Die Zahl der Toten infolge der Explosionskatastrophe stieg unterdessen auf über 200, Dutzende Menschen würden noch vermisst, wie verschiedene Medien am Montag unter Berufung auf den Gouverneur Beiruts, Marwan Abud, berichteten. Während die Explosion vor allem wohlhabende Stadtteile der libanesischen Hauptstadt verwüstete, sind unter den Toten und Vermissten Abud zufolge viele ausländische ArbeiterInnen.
Der Rücktritt der Diab-Regierung hatte sich in den vergangenen Tagen abgezeichnet. Am Sonntag waren bereits der Umweltminister sowie die Informationsministerin zurückgetreten. Am Montag vergangener Woche – einen Tag vor der Explosion – war zudem auch der Außenminister aus dem Kabinett ausgeschieden.
Protest nicht nur gegen Diab-Regierung
Doch die politischen Folgen der Katastrophe beschränken sich nicht auf die Regierung. Bis Montag waren auch neun Abgeordnete des Parlaments in Beirut aus Protest zurückgetreten. Mit diesen Entwicklungen kündigen sich für den Libanon bewegte Zeiten an, möglicherweise kommt es auch zu einer vorgezogenen Neuwahl des Parlaments, für die sich Diab bereits am Samstag ausgesprochen hatte.
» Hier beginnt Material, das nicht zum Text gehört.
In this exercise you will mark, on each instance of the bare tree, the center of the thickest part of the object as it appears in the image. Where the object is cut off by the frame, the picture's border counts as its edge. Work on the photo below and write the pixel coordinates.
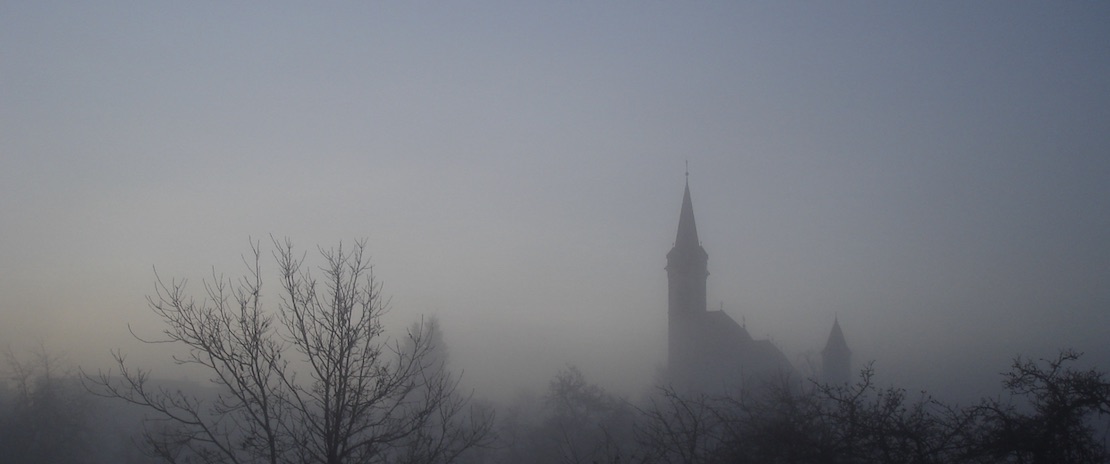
(315, 381)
Der Druck auf Diab und seine Regierung, die erst seit Januar im Amt war, war zuletzt groß – nicht zuletzt auch wegen der Wiederaufnahme von Massenprotesten. Am Samstag und Sonntag hatten mehrere Tausend Menschen aus Wut über die Explosion im Stadtzentrum Beiruts gegen Korruption, Misswirtschaft und Inkompetenz protestiert, die sie für den Zustand des Landes wie auch für die Katastrophe vom Dienstag verantwortlich machen.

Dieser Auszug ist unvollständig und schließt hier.